Rome – A top Italian cardinal said Monday that common- law status might be applied to offer some legal protection to unmarried heterosexual couples – offering a rare exception to the Catholic Church’s condemnation of de facto unions.
Cardinal Camillo Ruini gave no indication the recognition would be extended to same-sex couples and said any protection should stop short of envisioning “something similar to a marriage.”
The comments by Ruini, president of the Italian Bishops’ Conference and the pope’s vicar for Rome, came amid a renewed debate over whether Italy should grant unmarried couples some form of legal recognition.
“For those unions that have the desire or the need to give legal protection to their mutual relations there exists first of all the route of common law, (which is) very wide and can be adapted to various situations,” Ruini said before Italian bishops.
However, any such protections should not “envisage something similar to marriage but rather remain in the domain of people’s rights and duties,” the cardinal said.
Ruini’s remarks represented a rare exception in a debate where the church position in Italy has been rock solid. Luigi Accattoli, the Vatican correspondent of Corriere della Sera, Italy’s top newspaper, called the remarks a “small opening on unions, not on gays.”
However, Monsignor Ronny Jenkins, who teaches canon law at the Catholic University of America in Washington, D.C., said Ruini’s approach “wouldn’t be shockingly new.” Church law already recognizes the “civil effects” of nonmarital unions in providing child care and other social benefits but distinguishes between those and “the religious character and validity” of sacramental marriage in church, Jenkins said.

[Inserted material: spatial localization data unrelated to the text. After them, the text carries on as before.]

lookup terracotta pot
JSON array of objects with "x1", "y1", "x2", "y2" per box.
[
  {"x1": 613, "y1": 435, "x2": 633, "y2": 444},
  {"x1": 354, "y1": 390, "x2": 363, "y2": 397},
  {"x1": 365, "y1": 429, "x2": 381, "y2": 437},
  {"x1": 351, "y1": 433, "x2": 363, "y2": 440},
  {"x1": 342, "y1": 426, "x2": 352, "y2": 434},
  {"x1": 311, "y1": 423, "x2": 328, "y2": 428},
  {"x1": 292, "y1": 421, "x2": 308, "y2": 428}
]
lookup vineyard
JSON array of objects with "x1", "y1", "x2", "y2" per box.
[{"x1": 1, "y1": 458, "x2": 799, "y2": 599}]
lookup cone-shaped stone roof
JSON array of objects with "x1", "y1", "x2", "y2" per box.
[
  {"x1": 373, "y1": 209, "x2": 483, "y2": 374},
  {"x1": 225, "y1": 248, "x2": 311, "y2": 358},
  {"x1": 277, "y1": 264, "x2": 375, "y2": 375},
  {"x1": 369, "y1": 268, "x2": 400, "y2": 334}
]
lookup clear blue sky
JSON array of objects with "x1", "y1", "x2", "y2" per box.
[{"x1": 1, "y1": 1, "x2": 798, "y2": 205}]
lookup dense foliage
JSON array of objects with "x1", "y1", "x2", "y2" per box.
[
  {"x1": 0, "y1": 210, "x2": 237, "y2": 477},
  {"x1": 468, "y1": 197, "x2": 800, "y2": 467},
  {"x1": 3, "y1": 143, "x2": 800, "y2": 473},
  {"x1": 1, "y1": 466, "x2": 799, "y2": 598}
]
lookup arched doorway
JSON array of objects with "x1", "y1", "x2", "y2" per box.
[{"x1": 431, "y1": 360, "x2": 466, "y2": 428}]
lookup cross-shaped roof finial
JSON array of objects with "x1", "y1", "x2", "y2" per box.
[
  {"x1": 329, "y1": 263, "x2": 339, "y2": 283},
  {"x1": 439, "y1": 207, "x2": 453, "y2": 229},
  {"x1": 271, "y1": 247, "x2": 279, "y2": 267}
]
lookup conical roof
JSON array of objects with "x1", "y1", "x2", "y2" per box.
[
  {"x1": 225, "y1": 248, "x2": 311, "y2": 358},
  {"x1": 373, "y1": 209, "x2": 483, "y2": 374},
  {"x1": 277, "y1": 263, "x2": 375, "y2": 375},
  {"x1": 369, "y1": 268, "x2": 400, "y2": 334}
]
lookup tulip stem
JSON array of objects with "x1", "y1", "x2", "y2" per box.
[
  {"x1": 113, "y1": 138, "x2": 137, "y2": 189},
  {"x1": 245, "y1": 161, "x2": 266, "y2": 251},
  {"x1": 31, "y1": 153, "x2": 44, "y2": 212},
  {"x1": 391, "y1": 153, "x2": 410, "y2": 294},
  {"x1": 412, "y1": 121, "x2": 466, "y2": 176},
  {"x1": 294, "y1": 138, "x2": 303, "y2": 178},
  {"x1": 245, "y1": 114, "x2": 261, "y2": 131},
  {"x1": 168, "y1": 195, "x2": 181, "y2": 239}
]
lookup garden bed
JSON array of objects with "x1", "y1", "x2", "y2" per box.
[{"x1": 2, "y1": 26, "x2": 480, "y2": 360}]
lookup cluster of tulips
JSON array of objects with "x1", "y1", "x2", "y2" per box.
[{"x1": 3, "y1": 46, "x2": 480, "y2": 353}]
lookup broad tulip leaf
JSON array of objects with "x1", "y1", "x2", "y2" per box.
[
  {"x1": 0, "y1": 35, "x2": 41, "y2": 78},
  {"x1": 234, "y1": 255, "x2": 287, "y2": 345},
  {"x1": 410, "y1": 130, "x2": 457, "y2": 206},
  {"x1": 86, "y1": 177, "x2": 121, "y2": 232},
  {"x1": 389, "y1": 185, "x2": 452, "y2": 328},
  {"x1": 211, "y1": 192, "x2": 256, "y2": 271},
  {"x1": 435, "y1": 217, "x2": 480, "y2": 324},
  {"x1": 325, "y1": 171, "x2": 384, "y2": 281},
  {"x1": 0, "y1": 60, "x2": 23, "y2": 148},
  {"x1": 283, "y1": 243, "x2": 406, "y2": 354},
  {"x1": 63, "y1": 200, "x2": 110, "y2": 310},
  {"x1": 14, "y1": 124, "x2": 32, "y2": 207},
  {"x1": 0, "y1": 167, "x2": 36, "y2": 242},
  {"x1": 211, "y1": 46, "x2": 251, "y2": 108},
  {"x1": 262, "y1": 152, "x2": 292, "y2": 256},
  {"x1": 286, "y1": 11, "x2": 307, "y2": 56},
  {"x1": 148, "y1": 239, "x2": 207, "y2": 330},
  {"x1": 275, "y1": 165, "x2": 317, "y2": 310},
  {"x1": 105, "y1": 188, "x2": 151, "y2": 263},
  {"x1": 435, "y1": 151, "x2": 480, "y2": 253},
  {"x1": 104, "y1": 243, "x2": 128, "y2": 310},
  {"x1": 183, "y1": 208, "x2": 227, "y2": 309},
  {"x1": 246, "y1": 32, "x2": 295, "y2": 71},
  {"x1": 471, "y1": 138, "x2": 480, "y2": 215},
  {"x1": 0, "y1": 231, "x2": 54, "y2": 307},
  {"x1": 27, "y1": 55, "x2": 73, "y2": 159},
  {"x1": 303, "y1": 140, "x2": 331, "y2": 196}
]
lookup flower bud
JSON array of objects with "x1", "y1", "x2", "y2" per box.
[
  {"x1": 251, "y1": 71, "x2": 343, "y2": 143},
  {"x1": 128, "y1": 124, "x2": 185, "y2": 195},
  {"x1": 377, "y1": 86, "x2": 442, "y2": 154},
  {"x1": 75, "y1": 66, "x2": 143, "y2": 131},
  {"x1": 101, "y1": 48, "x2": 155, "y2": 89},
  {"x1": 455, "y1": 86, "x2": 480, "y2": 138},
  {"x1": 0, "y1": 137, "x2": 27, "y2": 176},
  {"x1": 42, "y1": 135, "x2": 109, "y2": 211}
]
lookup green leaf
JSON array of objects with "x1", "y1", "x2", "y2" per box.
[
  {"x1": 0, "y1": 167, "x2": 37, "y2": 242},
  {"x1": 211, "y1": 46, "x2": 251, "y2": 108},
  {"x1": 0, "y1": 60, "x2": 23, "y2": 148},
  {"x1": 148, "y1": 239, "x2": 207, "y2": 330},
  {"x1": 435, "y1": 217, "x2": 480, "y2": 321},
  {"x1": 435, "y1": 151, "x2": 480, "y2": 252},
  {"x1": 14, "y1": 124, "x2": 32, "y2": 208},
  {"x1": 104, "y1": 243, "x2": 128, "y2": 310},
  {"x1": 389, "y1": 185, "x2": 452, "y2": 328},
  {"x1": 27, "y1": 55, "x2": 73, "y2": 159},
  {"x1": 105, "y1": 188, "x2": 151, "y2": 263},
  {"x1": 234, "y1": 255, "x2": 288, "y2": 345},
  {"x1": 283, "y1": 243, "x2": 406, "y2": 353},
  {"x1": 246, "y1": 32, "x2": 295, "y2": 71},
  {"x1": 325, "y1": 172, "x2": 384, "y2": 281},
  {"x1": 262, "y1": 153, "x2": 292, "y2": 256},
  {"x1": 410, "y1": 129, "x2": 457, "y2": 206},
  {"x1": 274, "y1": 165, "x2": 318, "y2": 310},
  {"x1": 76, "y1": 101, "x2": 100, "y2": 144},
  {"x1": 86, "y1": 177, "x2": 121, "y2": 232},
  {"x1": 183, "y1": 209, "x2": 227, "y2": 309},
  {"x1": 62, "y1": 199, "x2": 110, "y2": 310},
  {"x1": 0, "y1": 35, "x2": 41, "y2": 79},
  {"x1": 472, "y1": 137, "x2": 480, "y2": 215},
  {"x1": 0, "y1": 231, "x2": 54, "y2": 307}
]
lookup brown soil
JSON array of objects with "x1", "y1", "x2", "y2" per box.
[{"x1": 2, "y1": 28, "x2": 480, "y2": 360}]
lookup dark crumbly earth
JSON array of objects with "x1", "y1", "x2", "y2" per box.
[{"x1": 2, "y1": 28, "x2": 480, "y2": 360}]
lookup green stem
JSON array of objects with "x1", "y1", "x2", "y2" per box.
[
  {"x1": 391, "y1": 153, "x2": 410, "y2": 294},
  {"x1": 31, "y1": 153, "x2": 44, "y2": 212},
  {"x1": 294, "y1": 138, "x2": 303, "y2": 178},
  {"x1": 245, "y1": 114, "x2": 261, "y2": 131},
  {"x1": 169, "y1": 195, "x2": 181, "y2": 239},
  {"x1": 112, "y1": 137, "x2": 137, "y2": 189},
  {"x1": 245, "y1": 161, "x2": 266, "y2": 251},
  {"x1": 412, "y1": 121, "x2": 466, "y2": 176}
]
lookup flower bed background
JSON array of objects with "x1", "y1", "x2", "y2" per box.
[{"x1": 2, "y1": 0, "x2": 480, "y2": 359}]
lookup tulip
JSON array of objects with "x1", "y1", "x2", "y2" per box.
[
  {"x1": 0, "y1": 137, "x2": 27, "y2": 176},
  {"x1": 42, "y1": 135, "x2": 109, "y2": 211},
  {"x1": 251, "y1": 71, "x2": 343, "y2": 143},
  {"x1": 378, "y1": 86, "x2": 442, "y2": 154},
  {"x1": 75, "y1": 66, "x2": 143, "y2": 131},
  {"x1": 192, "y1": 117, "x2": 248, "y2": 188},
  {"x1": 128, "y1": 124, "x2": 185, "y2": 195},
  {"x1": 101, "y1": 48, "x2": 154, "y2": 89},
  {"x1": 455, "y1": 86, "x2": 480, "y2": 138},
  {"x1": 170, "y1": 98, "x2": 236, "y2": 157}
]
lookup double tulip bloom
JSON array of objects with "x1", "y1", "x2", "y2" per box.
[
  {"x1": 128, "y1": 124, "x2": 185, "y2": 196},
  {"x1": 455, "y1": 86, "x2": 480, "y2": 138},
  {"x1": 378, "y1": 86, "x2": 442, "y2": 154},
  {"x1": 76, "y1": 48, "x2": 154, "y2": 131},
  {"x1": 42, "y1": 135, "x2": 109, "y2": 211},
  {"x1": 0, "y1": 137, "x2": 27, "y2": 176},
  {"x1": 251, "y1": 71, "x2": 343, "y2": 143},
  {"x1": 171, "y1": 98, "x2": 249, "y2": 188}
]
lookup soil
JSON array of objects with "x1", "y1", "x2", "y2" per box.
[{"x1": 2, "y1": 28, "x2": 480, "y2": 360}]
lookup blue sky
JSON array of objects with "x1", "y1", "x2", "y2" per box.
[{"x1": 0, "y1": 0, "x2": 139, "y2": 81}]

Papal biographer Marco Politi said “the Italian episcopal hierarchy has clearly decided to act like a political player, bypassing the role of Catholic deputies in parliament.”
Ruini “has indicated what, in the church’s opinion, is the only way: that is to say, direct agreements between two people, recognized by common law, in some cases even protection through special norms, but without accepting any model for unions than that of marriage,” Politi added.